Catalogue_004Cette recension d’ouvrage est issue de Politique étrangère (1/2014). Valériane Milloz propose une analyse de l’ouvrage d’André Bach, Justice militaire. 1915-1916 (Paris, Vendémiaire, 2013, 600 pages)

Plus qu’un ouvrage à lire de façon continue, Justice militaire. 1915-1916 constitue un outil fondamental pour qui s’intéresse à la justice militaire et au pouvoir coercitif et punitif de l’État. Comme dans Fusillés pour l’exemple. 1914-1916 dont il est la suite, la réflexion porte sur les rapports entre armée, guerre et démocratie.

Un projet guide l’ensemble : déterminer tous les facteurs qui ont mené la justice militaire à devenir beaucoup moins meurtrière en 1916 qu’elle ne le fut en 1914-1915. André Bach traite le sujet selon une approche chronologique et thématique, en s’appuyant sur plusieurs centaines de sources, surtout militaires, dont certaines sont intégralement citées.
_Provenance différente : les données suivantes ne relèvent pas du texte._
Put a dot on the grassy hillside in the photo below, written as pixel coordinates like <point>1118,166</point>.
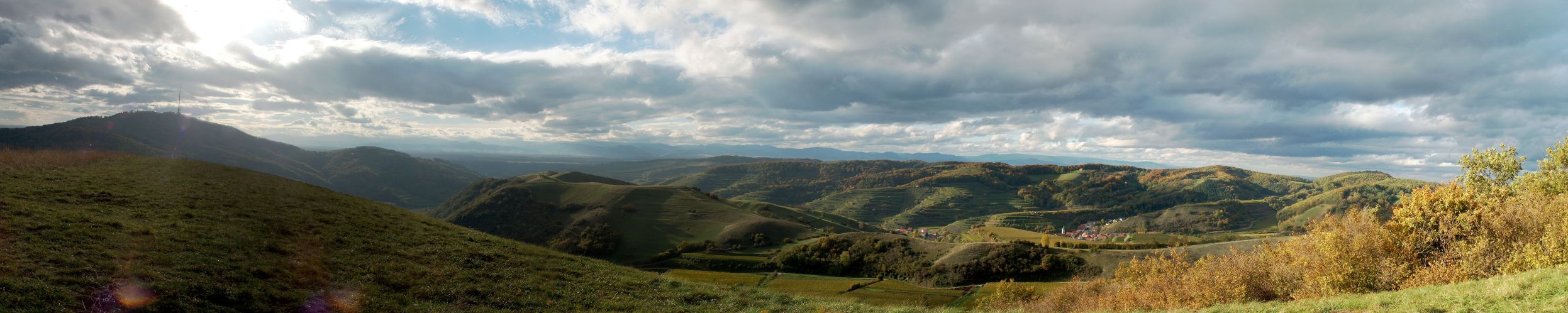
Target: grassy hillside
<point>1344,192</point>
<point>926,195</point>
<point>1540,290</point>
<point>1201,218</point>
<point>91,232</point>
<point>626,222</point>
<point>370,173</point>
Dans deux chapitres initiaux succincts, il dresse le bilan des années de guerre écoulées pour exposer la situation militaire et politique et les choix tactiques envisagés au début de l’année 1916. En plus d’une analyse factuelle classique, il donne à voir la guerre, de l’horreur des tranchées aux querelles personnelles des hautes strates de l’État. Il rappelle ensuite les prérogatives de la justice militaire, stupéfiantes dans le cadre d’un régime démocratique, surtout depuis le vote des mesures de renforcement de septembre 1914. Il évoque enfin le combat du Parlement, à partir d’octobre 1915, pour faire adopter des mesures accordant plus de garanties aux prévenus des tribunaux militaires, qui aboutit à la loi du 27 avril 1916 sur le fonctionnement et les compétences des conseils de guerre, puis au décret du 8 juin 1916 autorisant le recours en révision pour les condamnés à mort. Un chapitre identifie les façons dont ces mesures ont été accueillies dans l’armée et au gouvernement.
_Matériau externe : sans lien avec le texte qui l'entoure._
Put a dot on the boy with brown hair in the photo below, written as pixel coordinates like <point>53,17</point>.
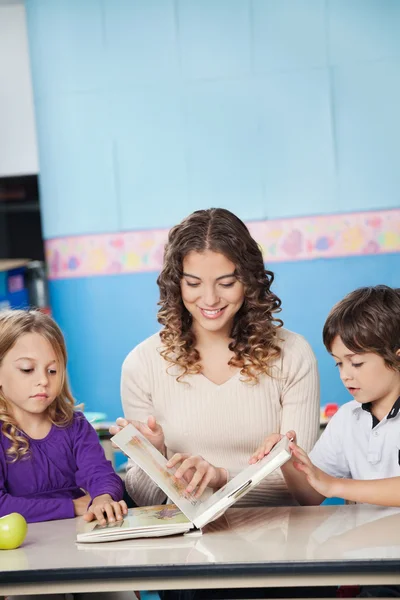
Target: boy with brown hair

Le troisième chapitre analyse les rapports conflictuels entre gouvernement, Parlement et haut-commandement, de la nomination de Gallieni à l’éviction de Joffre. Il révèle ainsi les oppositions, le refus de donner aux députés un contrôle sur la conduite de la guerre. Ce chapitre, qui ne s’intéresse que marginalement à la justice militaire, aurait d’ailleurs pu être fondu ailleurs. Mais dévoiler le processus qui conduit à l’instauration des commissions d’enquête parlementaires permet d’évoquer la création de celle qui fut consacrée au contrôle de la justice militaire. Le septième chapitre mesure le travail et l’impact de ces commissions. L’auteur y dévoile que la commission Paul-Meunier, contrôlant la justice militaire, fut de loin la plus efficace.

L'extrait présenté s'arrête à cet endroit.